David mencontohkan perubhan politik AS yang mengubah perjanjian dagang dan investasi saat Paman Sam bergabung dengan Trans-Pacific Partnership (TPP). TPP merupakan perjanjian dagang antara 12 negara yang terdiri dari AS, Jepang, Australia, Brunei Darussalam, Kanada, Chile, Malaysia, Meksiko, New Zealand, Singapura, Peru dan Vietnam.

“Tapi, zamannya Presiden Donald Trump, AS keluar dari perjanjian tersebut dan ini justru mendorong berkembangnya pakta (perjanjian internasional) ekonomi yang digagas oleh China,” papar dia.

Secara kemampuan militer antara Rusia dan Ukraina, menurut David, bagaikan bumi dan langit, keculi jika NATO menyuplai senjata. “Sejauh ini NATO tidak terang-terangan mendukung Ukraina karena ada ancaman juga dari Putin bagi yang ikut campur,” timpal David.

Sanksi Barat Kurang Bertaji

Perang yang berlangsung lama, di satu sisi menguntungkan negara-negara eksportir komoditas karena kenaikan harganya. Di lain sisi, Rusia mendapat sanksi oleh banyak negara Barat, terutama AS dan Uni Eropa.

Namun, sanksi atas Rusia juga memberikan dampak yang lebih kuat tekanannya terhadap Barat seiring lonjakan inflasi akibat kenaikan harga semua komoditas. “Jadi, dampak Rusia terhadap Barat bisa jadi lebih berat, terutama bagi AS dan Uni Eropa daripada dampak sanksi kepada Rusia sendiri,” ungkap David.

Apalagi, kata dia, negara-negara tersebut saat ini sedang mengalami defisit energi. Meskipun, secara pelan-pelan mereka sudah banyak beralih ke energi terbarukan. Soal energi, negara-negara Barat sadar betul, mereka sangat bergantung kepada Timur Tengah dan Rusia. “Eropa importir terbesar. Begitu juga dengan AS,” papar dia.

Oleh karena itu, David melihat sanksi Barat ke Rusia tidak terlalu mempan untuk memberikan dampak yang signifikan di negeri beruang merah itu. Rusia sudah mempersiapkan ekonominya secara struktural untuk menghadapi sanksi Barat. “Sebab, konflik tersebut sudah menjadi concern Rusia sejak lama,” ungkap David.

Salah satu penasehat Gedung Putih yang merupakan professor di Universitas Chicago sudah memperingatkan potensi terjadinya perang ini sejak 7 tahun lalu.

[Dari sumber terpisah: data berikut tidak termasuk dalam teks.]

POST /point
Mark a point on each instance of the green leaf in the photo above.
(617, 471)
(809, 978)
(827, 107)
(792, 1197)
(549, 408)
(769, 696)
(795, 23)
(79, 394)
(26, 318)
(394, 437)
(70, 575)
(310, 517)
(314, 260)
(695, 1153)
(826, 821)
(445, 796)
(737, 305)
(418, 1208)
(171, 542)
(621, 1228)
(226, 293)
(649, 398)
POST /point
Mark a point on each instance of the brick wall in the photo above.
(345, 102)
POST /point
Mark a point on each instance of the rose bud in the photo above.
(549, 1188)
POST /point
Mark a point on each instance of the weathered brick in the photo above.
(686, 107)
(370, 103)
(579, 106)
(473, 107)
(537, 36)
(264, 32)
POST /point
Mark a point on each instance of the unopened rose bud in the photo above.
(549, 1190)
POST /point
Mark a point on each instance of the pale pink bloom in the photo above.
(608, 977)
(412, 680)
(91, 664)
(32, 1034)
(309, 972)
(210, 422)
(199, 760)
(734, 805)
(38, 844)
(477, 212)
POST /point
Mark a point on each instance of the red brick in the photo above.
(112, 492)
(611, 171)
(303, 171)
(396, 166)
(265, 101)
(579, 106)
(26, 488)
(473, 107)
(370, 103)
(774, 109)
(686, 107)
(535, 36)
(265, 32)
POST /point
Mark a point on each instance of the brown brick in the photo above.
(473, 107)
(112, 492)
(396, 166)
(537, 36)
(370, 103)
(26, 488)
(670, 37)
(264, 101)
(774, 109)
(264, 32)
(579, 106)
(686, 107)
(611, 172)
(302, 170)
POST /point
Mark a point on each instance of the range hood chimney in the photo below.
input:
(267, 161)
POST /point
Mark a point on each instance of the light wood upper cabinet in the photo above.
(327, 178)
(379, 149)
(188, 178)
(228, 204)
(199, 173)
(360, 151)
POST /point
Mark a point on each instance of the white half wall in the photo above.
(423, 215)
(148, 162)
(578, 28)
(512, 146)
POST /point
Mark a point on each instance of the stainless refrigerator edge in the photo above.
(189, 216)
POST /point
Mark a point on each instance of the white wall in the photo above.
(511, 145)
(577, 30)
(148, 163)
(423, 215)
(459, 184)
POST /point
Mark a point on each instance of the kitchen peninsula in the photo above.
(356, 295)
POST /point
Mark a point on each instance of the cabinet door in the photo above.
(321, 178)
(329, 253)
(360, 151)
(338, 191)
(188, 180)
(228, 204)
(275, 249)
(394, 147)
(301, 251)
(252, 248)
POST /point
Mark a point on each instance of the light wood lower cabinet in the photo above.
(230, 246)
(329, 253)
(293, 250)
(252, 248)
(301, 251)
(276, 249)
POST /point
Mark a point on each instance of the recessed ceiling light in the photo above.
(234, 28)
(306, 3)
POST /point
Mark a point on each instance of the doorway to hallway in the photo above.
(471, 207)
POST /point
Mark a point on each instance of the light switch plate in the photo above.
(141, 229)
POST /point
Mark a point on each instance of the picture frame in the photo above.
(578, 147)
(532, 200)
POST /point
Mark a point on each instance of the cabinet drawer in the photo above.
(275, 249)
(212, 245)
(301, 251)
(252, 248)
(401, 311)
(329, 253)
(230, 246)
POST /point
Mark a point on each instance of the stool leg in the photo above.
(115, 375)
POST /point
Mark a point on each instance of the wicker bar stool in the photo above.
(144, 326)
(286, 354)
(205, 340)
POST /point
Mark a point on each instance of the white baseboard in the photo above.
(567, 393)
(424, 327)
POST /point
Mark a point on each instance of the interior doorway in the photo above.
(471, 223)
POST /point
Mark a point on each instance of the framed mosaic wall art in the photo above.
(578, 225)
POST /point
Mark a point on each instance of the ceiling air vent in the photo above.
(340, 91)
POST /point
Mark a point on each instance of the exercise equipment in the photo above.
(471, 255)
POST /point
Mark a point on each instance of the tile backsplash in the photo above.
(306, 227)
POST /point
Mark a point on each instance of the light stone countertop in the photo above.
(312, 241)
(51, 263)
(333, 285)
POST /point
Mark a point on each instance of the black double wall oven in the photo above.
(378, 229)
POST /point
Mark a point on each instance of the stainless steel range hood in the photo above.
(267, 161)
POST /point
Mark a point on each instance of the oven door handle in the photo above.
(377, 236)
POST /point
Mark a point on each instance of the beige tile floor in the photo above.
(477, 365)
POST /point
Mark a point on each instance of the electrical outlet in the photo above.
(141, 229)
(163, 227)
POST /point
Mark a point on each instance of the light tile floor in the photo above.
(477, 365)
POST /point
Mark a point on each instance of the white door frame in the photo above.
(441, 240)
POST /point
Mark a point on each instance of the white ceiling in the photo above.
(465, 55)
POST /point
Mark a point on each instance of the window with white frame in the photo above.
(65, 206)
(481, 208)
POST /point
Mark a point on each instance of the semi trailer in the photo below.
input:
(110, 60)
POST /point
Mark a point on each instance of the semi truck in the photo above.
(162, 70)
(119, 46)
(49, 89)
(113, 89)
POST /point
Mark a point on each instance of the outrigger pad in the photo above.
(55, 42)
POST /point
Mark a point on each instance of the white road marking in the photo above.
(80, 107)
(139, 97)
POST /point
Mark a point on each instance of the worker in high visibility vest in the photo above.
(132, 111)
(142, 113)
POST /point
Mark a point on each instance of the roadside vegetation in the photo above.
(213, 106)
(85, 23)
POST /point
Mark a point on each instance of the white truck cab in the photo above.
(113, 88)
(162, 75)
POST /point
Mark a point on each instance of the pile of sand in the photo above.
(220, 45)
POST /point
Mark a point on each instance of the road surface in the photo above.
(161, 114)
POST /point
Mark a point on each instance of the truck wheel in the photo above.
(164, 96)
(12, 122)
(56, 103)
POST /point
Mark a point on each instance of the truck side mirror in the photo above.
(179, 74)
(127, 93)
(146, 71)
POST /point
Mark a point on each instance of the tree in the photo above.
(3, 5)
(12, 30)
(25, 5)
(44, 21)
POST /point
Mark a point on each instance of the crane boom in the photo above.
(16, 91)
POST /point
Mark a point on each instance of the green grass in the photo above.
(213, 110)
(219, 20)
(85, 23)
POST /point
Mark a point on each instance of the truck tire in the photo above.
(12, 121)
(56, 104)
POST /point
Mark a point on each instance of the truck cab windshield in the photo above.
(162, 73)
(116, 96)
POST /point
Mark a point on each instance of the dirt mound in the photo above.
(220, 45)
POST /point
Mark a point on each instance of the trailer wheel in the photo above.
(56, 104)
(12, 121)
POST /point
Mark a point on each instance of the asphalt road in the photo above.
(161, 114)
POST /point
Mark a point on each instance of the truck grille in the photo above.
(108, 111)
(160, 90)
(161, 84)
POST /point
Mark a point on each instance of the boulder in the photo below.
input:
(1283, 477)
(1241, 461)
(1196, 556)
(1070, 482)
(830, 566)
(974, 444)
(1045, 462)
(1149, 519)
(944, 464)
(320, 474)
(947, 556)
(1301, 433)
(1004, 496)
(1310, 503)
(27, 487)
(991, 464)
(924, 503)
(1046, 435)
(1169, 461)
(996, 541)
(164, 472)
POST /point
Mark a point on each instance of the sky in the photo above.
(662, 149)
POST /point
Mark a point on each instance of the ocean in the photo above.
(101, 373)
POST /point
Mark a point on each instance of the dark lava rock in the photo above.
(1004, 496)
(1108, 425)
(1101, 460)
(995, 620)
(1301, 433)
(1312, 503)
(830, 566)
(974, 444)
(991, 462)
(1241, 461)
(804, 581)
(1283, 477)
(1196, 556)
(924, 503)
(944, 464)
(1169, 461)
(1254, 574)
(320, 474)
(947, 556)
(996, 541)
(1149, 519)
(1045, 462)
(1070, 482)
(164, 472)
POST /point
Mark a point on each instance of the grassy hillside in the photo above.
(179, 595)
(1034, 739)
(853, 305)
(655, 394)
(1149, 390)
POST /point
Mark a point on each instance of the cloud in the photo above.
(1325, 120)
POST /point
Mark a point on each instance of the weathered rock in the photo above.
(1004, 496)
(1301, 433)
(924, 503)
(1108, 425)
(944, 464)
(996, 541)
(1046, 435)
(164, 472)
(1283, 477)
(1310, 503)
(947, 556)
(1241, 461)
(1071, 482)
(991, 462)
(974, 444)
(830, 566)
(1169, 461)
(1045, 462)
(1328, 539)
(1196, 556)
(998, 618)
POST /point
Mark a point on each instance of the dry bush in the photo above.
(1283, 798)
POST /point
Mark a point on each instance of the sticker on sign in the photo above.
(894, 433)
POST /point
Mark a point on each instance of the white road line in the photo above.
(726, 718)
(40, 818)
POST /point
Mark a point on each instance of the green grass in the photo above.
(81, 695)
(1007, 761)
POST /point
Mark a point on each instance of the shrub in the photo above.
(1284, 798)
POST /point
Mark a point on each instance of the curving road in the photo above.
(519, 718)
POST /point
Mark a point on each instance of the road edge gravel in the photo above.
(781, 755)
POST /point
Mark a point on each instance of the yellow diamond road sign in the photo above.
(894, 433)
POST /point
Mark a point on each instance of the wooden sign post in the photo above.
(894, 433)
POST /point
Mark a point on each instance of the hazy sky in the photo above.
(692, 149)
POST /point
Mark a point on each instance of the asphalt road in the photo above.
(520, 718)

Rusia merasa terancam jika Ukraina masuk NATO.

“Ini mirip dengan krisis rudal Kuba di mana saat itu misil Uni Soviet terpasang di Kuba pada era Presiden Kenedy tahun 1960-an. AS keberatan kalau kekuatan dari Timur menyimpan misil di backyard (halaman belakang)-nya AS di mana Kuba hanya berjarak 15 menit ke Florida AS,” papar David.

Begitu juga dengan Ukraina jika negara ini bergabung dengan NATO yang ditengarai bakal menjadi pangkalan militer AS. Profesor Chicago tersebut mengusulkan Ukraina menjadi negara buffer atau negara penyangga yang posisinya di tengah sehingga menjadi netral.

“Tapi, suara dia di Pentagon dan Washington DC adalah minoritas,” imbuhnya.